Let $(X_n)_{n\in \mathbb{N}}$ be a homogeneous Markov Chain where $X_n : \Omega \to E$ for all $n\in\mathbb{N}$, $(\Omega, \mathcal{F}, \mathbb{P})$ is a probability space and $(E,\mathcal{A})$ is a measure space.
If $K: E \times \mathcal{A} \to [0,1]$ is the Markov Kernel of $(X_n)_{n\in\mathbb{N}}$, then we define the first iteration of $K$ as $K^{(1)} = K$ and the $t+1$-th iteration as $K^{(t+1)}(x,A) = \int_E K^{(t)}(y, A)K(x,dy)$ for all $t \geq 1$.

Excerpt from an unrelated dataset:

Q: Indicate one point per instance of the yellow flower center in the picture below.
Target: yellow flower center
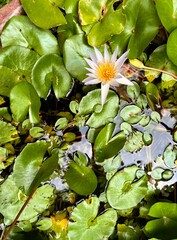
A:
(106, 71)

I want to understand why $\mathbb{P}\left( X_{s+t} \in A | X_s = x \right) = K^{(t)}(x,A)$. It is intuitive, but I want to know the strict justification.
In fact, I can see that it all turns out to be the same problem as: if $p$ is a probability in $E$ and $X_0 \sim p$, then $\mathbb{P}(X_1 \in A) = \int_{E} K(y,A) p(dy)$, but I could not show that.
Obs: $p(dy)$ and $K(x,dy)$ means that we are integrating regarding to the measures $p$ and $K(x,\cdot)$, respectively.